Bananas are one of the world's most appealing fruits.
Global banana exports reached about 18 million tons in 2015, according to the United Nations.
About half of them went to the United States and the European market.
In the United States, each person eats 11.4 lbs. of bananas per year,
according to the U.S. Department of Agriculture, making it Americans' favorite fresh fruit.
A wide variety of health benefits are associated with the curvy yellow fruit.
Bananas are high in potassium and pectin, a form of fiber, said Laura Flores, a San Diego-based nutritionist.
They can also be a good way to get magnesium and vitamins C and B6.
"Bananas are known to reduce swelling, protect against developing type-2 diabetes, aid in weight loss,
strengthen the nervous system and help with production of white blood cells,
all due to the high level of vitamin B6 that bananas contain," Flores told Live Science.

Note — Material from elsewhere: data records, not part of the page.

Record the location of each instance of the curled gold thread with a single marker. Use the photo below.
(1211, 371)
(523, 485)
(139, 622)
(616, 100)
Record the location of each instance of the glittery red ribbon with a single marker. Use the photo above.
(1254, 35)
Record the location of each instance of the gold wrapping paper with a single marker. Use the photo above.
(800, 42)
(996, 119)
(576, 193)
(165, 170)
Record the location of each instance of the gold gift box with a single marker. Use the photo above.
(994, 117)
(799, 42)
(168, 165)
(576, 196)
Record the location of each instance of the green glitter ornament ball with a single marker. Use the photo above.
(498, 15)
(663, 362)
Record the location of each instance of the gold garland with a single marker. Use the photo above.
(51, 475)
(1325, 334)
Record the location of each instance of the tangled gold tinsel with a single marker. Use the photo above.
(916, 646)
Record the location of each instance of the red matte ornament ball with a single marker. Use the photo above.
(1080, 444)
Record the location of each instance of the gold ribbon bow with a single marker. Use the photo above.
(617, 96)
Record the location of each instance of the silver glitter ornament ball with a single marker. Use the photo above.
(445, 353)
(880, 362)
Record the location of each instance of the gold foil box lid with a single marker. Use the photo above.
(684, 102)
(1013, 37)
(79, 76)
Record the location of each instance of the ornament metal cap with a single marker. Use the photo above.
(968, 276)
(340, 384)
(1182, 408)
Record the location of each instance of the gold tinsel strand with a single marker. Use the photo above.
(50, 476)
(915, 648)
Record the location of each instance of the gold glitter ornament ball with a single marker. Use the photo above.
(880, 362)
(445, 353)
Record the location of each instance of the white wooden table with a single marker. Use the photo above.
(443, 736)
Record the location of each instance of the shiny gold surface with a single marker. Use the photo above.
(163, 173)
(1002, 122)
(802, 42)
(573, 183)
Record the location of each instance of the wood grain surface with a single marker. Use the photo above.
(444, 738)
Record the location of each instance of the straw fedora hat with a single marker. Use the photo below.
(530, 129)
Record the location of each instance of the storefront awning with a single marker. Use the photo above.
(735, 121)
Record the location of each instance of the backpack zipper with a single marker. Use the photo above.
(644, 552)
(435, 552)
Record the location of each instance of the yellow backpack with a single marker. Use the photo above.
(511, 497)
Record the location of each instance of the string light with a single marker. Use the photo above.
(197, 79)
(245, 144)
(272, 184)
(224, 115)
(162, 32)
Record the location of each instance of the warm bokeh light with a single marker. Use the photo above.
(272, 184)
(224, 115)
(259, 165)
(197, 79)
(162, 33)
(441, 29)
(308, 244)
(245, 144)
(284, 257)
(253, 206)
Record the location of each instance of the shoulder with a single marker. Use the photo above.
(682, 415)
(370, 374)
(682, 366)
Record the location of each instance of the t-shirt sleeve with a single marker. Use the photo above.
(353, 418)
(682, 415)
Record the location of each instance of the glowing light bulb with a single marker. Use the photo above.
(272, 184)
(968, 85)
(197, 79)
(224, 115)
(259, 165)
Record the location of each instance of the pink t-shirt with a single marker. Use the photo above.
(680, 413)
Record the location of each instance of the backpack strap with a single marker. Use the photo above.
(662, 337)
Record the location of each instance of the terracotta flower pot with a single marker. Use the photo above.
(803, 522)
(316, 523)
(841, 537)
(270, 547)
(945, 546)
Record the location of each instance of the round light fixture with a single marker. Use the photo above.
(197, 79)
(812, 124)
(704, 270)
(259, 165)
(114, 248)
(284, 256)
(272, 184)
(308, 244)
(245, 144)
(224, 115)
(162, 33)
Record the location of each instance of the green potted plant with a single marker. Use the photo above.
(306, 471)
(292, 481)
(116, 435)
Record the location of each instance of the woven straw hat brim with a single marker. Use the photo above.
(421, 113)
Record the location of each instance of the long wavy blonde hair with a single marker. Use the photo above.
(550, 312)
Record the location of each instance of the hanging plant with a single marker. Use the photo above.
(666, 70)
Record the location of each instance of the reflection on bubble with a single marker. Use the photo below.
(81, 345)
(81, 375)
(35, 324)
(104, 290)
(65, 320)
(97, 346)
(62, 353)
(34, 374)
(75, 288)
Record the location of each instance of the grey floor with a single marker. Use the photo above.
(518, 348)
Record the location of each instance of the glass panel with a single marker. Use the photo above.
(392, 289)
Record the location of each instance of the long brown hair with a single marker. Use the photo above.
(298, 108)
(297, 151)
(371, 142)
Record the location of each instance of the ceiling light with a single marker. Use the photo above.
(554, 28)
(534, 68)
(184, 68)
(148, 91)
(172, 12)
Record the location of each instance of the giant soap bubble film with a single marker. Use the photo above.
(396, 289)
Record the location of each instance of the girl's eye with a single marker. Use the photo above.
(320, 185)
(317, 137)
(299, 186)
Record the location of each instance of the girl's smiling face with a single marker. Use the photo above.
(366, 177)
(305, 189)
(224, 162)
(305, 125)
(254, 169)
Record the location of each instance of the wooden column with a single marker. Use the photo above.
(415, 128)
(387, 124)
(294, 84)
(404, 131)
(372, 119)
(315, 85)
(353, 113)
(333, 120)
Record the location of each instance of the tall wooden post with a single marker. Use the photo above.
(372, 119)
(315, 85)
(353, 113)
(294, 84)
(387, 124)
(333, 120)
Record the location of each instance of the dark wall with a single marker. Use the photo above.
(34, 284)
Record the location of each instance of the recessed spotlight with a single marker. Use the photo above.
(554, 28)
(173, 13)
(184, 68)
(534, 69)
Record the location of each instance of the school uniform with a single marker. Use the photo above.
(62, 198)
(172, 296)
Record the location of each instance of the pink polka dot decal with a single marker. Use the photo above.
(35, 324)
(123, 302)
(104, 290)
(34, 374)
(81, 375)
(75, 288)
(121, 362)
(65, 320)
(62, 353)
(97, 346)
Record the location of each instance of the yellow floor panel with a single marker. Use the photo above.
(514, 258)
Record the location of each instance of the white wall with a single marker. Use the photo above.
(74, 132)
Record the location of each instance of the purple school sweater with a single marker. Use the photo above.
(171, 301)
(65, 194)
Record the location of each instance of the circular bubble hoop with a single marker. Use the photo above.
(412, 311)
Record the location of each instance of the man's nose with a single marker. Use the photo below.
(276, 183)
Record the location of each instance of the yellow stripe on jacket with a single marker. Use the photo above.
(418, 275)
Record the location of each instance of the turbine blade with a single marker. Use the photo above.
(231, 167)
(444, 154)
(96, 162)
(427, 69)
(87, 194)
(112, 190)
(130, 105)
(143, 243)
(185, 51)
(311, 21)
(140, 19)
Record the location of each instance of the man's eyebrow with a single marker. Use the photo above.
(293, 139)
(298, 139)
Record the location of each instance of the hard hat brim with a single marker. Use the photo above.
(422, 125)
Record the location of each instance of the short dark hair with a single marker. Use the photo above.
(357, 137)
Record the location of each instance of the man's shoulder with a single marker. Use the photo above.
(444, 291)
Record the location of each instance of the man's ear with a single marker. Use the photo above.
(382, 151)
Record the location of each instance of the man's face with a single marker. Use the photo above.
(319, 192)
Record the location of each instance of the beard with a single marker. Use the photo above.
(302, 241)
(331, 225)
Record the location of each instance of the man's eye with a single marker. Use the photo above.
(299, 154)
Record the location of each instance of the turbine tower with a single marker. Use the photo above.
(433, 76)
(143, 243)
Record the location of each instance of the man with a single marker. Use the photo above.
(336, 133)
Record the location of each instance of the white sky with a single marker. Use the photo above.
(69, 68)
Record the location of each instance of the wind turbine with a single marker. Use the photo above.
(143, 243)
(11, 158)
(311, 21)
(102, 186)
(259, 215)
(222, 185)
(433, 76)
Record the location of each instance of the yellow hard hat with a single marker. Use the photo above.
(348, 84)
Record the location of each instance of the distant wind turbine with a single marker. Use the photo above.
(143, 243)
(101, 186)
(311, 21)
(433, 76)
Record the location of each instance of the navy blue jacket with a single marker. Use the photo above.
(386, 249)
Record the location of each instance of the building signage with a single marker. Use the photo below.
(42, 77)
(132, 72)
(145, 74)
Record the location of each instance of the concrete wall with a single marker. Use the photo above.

There’s a bit of confusion surrounding bananas.
Some people consider this iconic golden fruit a healthy choice while others avoid it,
after seeing it on Internet lists of “5 Worst Foods.”
Unfavorable claims suggest that bananas cause weight gain and constipation.
An article from 1917 published in the Journal of the American Medical Association<
defended the nutritional value of bananas, citing rumored beliefs during that
time: “The banana is a cause of indigestion and a treacherous dietary component…”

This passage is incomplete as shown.